Amendement (sans numéro) — ARTICLE 33

Auteur : Sébastien Peytavie — Écologiste et Social (Dordogne · 4ᵉ)
Texte visé : Projet de loi de finances pour 2025
Article : ARTICLE 33
Date de dépôt : 2024-10-19
Date de sort : 2024-11-08
Discussion en séance : RUANR5L17S2025IDS28634 (un scrutin public peut ne pas avoir été tenu sur cet amendement)

Dispositif

I. – À la trente-neuvième ligne de la dernière colonne du tableau de l’alinéa 2, substituer au nombre :

« 507 000 000 »

le nombre :

« 575 000 000 ».

II. – Supprimer la vingt-septième ligne du tableau de l’alinéa 5.

III. – Supprimer l’alinéa 9.

Exposé sommaire

Par cet amendement, le groupe écologiste et social appelle à supprimer l’instauration d’un plafond annuel appliqué aux contributions à destination de l’Agefiph.

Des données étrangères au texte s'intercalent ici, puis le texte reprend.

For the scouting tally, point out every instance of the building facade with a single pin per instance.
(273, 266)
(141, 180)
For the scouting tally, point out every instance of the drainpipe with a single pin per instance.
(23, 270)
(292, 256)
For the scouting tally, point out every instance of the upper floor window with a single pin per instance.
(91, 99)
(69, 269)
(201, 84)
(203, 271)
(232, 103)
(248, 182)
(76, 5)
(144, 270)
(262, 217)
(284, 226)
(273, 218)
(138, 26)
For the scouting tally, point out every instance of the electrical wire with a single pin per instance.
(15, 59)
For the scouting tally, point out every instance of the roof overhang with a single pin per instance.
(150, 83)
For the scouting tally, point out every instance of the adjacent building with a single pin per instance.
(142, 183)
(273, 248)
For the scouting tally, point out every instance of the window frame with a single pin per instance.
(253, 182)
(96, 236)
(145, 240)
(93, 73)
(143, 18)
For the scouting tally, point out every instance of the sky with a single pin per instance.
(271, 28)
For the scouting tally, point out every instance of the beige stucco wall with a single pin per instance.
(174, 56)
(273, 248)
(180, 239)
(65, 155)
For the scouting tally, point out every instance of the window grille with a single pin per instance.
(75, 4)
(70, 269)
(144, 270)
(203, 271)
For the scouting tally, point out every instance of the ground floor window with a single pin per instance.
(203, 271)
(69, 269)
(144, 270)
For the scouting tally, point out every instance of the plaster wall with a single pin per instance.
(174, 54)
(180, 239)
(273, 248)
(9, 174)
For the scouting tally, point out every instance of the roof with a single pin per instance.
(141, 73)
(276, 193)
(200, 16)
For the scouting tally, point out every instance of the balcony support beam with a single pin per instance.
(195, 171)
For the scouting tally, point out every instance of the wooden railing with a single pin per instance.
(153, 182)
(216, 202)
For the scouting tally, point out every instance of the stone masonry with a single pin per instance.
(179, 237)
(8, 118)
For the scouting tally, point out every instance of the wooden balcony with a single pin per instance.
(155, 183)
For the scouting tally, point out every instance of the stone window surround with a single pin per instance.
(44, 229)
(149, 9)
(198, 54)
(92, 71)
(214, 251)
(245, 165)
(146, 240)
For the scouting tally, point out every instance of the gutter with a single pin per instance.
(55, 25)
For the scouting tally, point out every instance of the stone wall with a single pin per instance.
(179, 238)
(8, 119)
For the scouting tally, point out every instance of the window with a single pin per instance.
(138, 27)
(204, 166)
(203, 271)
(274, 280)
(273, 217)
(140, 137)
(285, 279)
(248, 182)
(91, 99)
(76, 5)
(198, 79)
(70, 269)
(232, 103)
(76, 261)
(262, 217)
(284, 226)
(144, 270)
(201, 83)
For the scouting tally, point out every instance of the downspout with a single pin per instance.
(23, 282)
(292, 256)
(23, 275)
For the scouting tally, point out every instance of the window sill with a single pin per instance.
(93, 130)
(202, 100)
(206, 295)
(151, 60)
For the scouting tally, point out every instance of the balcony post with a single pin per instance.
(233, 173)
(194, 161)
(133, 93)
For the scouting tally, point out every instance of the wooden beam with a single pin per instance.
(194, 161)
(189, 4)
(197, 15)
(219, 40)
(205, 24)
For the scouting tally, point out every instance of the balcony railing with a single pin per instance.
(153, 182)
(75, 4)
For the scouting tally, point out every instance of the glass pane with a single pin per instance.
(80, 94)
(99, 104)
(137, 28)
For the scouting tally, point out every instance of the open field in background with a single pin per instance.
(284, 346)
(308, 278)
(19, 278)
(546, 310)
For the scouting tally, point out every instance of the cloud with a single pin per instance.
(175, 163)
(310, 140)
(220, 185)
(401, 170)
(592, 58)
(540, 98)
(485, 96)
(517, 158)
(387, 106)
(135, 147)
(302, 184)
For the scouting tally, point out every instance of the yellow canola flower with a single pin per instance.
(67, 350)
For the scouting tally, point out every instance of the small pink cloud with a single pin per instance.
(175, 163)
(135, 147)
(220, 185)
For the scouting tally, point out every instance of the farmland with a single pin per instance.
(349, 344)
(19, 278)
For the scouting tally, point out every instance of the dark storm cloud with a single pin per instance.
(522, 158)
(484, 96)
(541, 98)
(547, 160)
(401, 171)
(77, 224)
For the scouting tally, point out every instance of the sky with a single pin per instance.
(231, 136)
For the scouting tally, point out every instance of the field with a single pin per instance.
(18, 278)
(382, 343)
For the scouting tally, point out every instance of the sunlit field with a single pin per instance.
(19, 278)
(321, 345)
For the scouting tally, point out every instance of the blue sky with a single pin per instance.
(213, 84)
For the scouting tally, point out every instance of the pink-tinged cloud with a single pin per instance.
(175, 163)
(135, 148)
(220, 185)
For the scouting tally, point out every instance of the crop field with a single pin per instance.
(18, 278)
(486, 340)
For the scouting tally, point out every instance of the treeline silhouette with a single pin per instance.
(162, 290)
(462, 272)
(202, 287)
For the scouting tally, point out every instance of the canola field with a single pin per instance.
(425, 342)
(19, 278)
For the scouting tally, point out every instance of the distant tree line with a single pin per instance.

Le plafonnement de 20% des ressources alloués à l’Agefiph envisagé par le PLF 2025 envoie le message qu’il est tout à fait envisageable de faire des économies sur le dos de l’inclusion des personnes handicapées dans notre société, une honte absolue compte tenu des engagements en matière d’accessibilité pris par le gouvernement à l’occasion des Jeux Olympiques et Paralympiques.

A ce titre, nous nous interrogeons sur la destination des moyens retirés à l’Agefiph sans quelconque motif valable. S’agit-il de mouvements purement comptables sans impact financier ou cela s’inscrit-il dans la même logique d’austérité budgétaire qui gangrène tout ce projet de loi de finances ?

Un budget au rabais pour l’Agefiph signifie moins de formations, de soutien à l’embauche et d’accompagnement pour les personnes handicapées. Alors que le taux de chômage est deux fois plus élevé pour les personnes handicapées et que les entreprises ne produisent toujours pas d’effort significatifs pour répondre à leurs obligations d’emploi, cette coupe budgétaire risque d’aggraver largement la situation.

L’Agefiph n’a pas pour rôle de devenir le « banquier » du budget de l’Etat et l’insertion professionnelle des personnes handicapées n’a pas à être une variable d’économie du gouvernement.